Il en fit une bonne quantité, et Lij en porta aux membres d'Épée Rouge. Juhwan n'entra pas et resta dehors près de la grange, où il pouvait entendre la voix de Karin.

« Merci, Lij. Mais ne refais pas ça à l'avenir. Bien sûr, une fois qu'on devient proches, on partage les repas comme ça. Mais tant qu'on n'est pas dans le même groupe, chacun gère ses propres frais. Si tu donnes à tout le monde que tu rencontres, il ne te restera plus rien. Dans le pire des cas, l'autre peut finir par s'y attendre à nouveau. C'est pour ça que les aventuriers, même proches, essaient de tout gérer par eux-mêmes. »

La voix de Karin était douce.

« En plus, là, notre boulot, c'est de vous apprendre à vous comporter comme des aventuriers. Mais vraiment, merci, Lij. Mon corps refroidissait, alors ce ragoût me fait du bien. »

Tenant l'enfant emmitouflée dans une couverture de laine contre un bras, Juhwan donna une tape réconfortante sur l'épaule de Lij qui sortait de la grange, l'air un peu abattue.

Les ragoûts de ce monde étaient essentiellement une bouillie fourre-tout obtenue en faisant bouillir ensemble divers ingrédients dans l'eau.

Ce n'était pas comme si chaque groupe allumait un feu séparé pour faire son propre ragoût. Probablement que les aventuriers voyageant ensemble se rassemblaient autour d'un seul pot pour cuisiner.

Karin avait pointé le fait d'apporter à manger alors qu'ils n'avaient pas cuisiné ensemble.

Lij rentra les épaules contre l'air froid. Juhwan ouvra un pan de son manteau. Il la tira à l'intérieur de son vêtement et marcha un moment. Les étoiles dans le ciel brillaient intensément. En marchant, le cœur de Lij sembla s'apaiser à nouveau.

Vers la fin du repas, le Chef du Village apporta une gourde en cuir remplie d'eau chaude.
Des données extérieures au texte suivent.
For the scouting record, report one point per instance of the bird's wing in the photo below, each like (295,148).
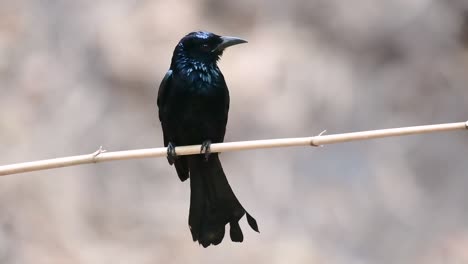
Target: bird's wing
(163,91)
(161,102)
Mais ça ne suffisait pas à réchauffer.

Çaurait été mieux s'ils pouvaient déplacer le lit près du foyer, mais la disposition de la maison l'empêchait.

Il faisait froid parce que c'était mal chauffé, et avec les punaises, impossible de dormir.

Au final, Juhwan et Lij prirent l'enfant et allèrent s'allonger dans le chariot. Une fois couchés dans l'espace exigu avec la gourde aux pieds, il fit bien chaud.

Lij laissa échapper un petit rire en s'allongeant dans le noir total. Juhwan tendit la main et joua avec les courts cheveux de Lij.

« Pourquoi tu ris ? »

« J'ai aimé l'auberge, mais j'aime aussi dormir serrés comme ça, Juhwan. »

« C'est ça ? »

Dorothy était allongée entre Lij et Juhwan, qui utilisaient leurs bras comme oreillers. Oz était enroulé près de leurs têtes. Dorothy était déjà à moitié endormie quand ils avaient quitté la maison à cause des punaises. D'une manière ou d'une autre, l'intérieur du chariot semblait rempli d'un sentiment de bonheur.

« Moi aussi, Lij. »

« Hein ? »

La voix de Lij était teintée d'une joie sincère.

C'était vers le moment où la nuit s'approfondit et où Lij s'endormit. Une petite voix de Dorothy parvint aux oreilles de Juhwan qui somnolait légèrement.

« …Non… ne m'abandonne pas… Dorothy… ne m'abandonne pas…. »

Ses yeux s'ouvrirent en grand.

Dorothy dormait toujours dans ses bras. C'était du somniloque.

L'enfant parla encore, sa prononciation pâteuse dans son sommeil.

« …Papa…. »

« Serait-ce que… »

Juhwan marmonna pour lui-même sans y penser. Il sentit qu'il comprenait enfin ce petit malaise qu'il ressentait depuis ce matin.